I am happy to report that I computed P(2, 28) and got the same result as DEK using a simple depth first search algorithm implemented with some clever bitwise operations. It ran for exactly 1 week (168 hours) on a pair of high-end consumer GPUs in my hobby computer.
The program is written in C++ and there are two versions, one that runs on CPU (using all cores), and one that runs on GPU (using all NVidia GPUs in the system). I am still working on a version that will run on both CPU and GPU for P(2, 31).
Running on 22-core Xeon E5-2699v4 processor, the CPU version took 91.6 hours to compute P(2,27).
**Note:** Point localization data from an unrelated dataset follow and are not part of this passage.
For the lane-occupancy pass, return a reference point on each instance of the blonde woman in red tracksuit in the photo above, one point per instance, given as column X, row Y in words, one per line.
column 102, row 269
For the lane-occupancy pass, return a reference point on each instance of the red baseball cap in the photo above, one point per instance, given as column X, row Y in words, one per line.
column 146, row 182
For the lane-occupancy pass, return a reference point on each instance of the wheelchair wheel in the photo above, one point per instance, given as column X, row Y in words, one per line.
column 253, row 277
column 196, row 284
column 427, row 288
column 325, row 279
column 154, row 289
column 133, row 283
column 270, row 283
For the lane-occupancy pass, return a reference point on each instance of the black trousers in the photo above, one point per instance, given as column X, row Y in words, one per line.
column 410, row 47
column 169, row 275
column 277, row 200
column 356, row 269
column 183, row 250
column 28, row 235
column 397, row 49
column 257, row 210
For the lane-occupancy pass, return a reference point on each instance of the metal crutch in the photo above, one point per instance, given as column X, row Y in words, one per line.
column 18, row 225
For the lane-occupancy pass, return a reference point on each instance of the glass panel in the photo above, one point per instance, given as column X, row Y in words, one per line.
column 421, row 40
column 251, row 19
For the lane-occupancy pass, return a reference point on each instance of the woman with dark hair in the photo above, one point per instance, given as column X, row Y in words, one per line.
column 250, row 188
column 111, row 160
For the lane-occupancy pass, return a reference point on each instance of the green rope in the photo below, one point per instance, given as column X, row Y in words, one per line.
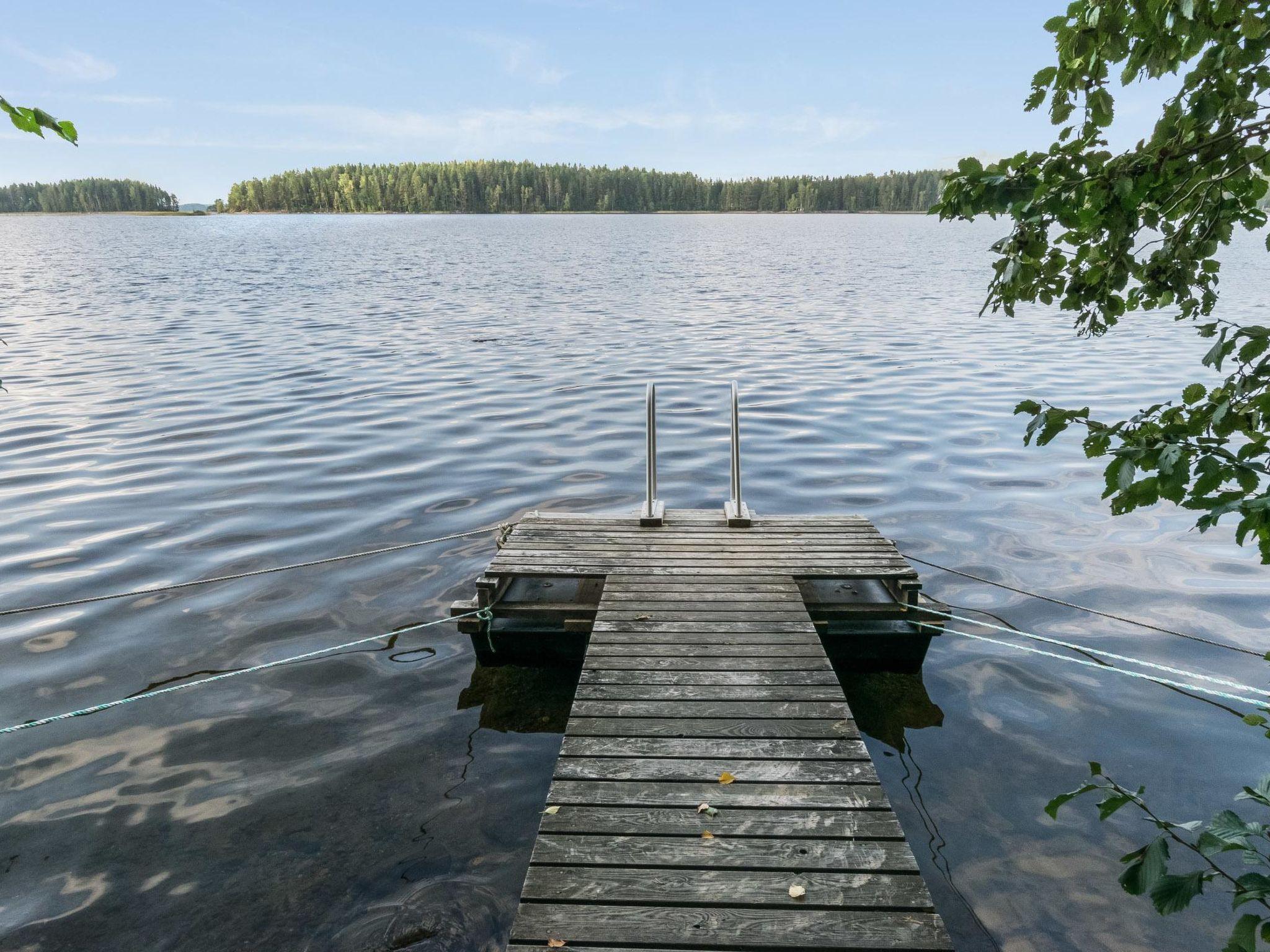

That's approximately the same performance as the GPU version using a single GPU. The algorithm code is identical in the two versions, and that's why it will be easy to make a version that runs on both CPU and GPU.
The new program is faster but would still take 18 weeks for P(2, 31). I think I'll spend some more time digging into the structure of the problem for insights regarding early pruning and symmetry.
I actually like this algorithm better -- it's simpler, solves both normal Langford and Planar Langford, and generalizes Planar Langford to higher than 2 dimensions (see comment at top of code file):
In the Mathematica chart below, I have plotted the runtimes of my previous program (the one that took precisely 1 week to compute P(2,28)) and extrapolated to P(2,31) showing that it would take ~39 weeks.
The new program has a very similar performance chart. For both algorithms, time complexity is O(3.38^n) -- with the same exponent base 3.38, just different constant factors. Remarkable, as the two algorithms search the space in very different ways.